The result is commonly used for finite elements w/o citing any references, and it is very straightforward to prove. It can be formulated as follows:
Lemma: Suppose $\Sigma_1$ and $\Sigma_2$ are Lipschitz polygons, and $\partial\Sigma_1 \cap \partial \Sigma_2 = F$. Let $v_1\in H^1(\Sigma_1)$, $v_2\in H^1(\Sigma_2)$, and $v \in L^2(\Sigma_1\cup\Sigma_2\cup F)$ so that $v = v_1$ in $\Sigma_1$ and $v=v_2$ in $\Sigma_2$. Then if $v_1 = v_2$ on $F$, we have $v\in H^1(\Sigma_1\cup\Sigma_2\cup F)$.

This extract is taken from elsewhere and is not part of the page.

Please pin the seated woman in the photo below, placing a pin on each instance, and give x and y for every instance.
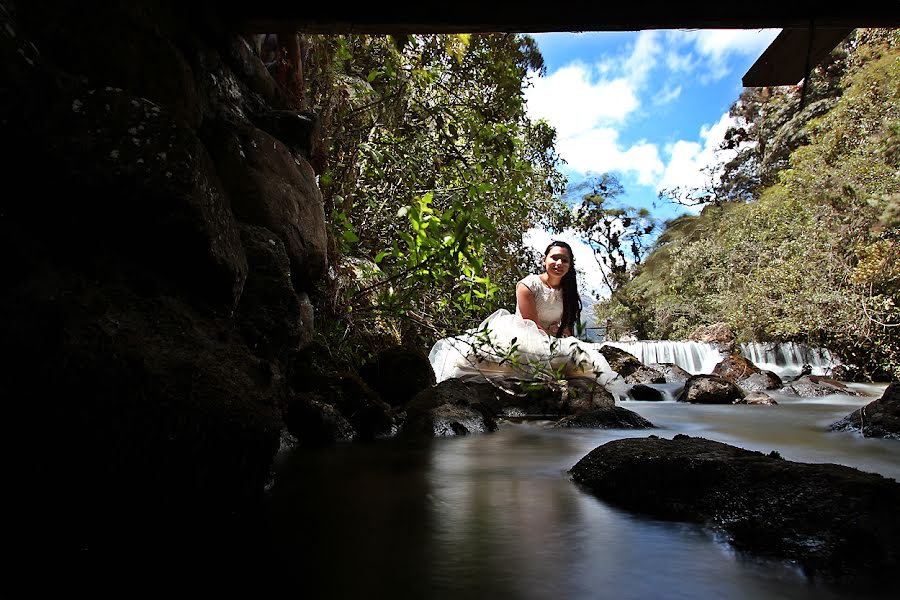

Proof: Let $\Omega = \Sigma_1\cup\Sigma_2\cup F$. It suffices to show that the weak gradient of $v$ on the joint domain coincides with $\nabla v_1$ on $\Sigma_1$ and $\nabla v_2$ on $\Sigma_2$. Let $\phi \in C^{\infty}_c(\Omega)$, $$ \int_{\Omega} \frac{\partial v}{\partial x_i} \,\phi := - \int_{\Omega} v \,\frac{\partial \phi}{\partial x_i} . $$ This is the definition. The right side now can be divided into two parts: $$ - \int_{\Omega} v \,\frac{\partial \phi}{\partial x_i} = - \int_{\Sigma_1} v_1 \,\frac{\partial \phi}{\partial x_i} - \int_{\Sigma_2} v_2 \,\frac{\partial \phi}{\partial x_i} \\ = \int_{\Sigma_1} \frac{\partial v_1}{\partial x_i} \,\phi - \color{blue}{\int_{\partial \Sigma_1} v_1 \phi \,(n_{\partial \Sigma_1})_i\,dS}+ \int_{\Sigma_2} \frac{\partial v_2}{\partial x_i} \,\phi - \color{blue}{\int_{\partial \Sigma_2} v_2 \phi \,(n_{\partial \Sigma_2})_i\, dS}, $$ $n_{\partial \Sigma_k}$ is the unit outer normal vector to $\Sigma_k$ ($k=1,2$). Blue terms will cancel because $n_{\partial \Sigma_1} = -n_{\partial \Sigma_2}$ pointwisely, and $v_1 = v_2$ pointwisely as limit from their defined domain respectively (or use a trace argument if you like). Hence $$ \int_{\Omega} \frac{\partial v}{\partial x_i} \,\phi = \int_{\Sigma_1}\frac{\partial v_1}{\partial x_i} \,\phi + \int_{\Sigma_2} \frac{\partial v_2}{\partial x_i} \,\phi. $$ This tells us $\nabla v = \nabla v_1$ on $\Sigma_1$ and $\nabla v = \nabla v_2$ on $\Sigma_2$. Hence $$ |\nabla v|_{H^1(\Omega)}^2 = \|\nabla v\|_{L^2(\Omega)}^2 = \|\nabla v_1\|_{L^2(\Sigma_1)}^2 + \|\nabla v_2\|_{L^2(\Sigma_2)}^2 < \infty, $$ and the lemma follows.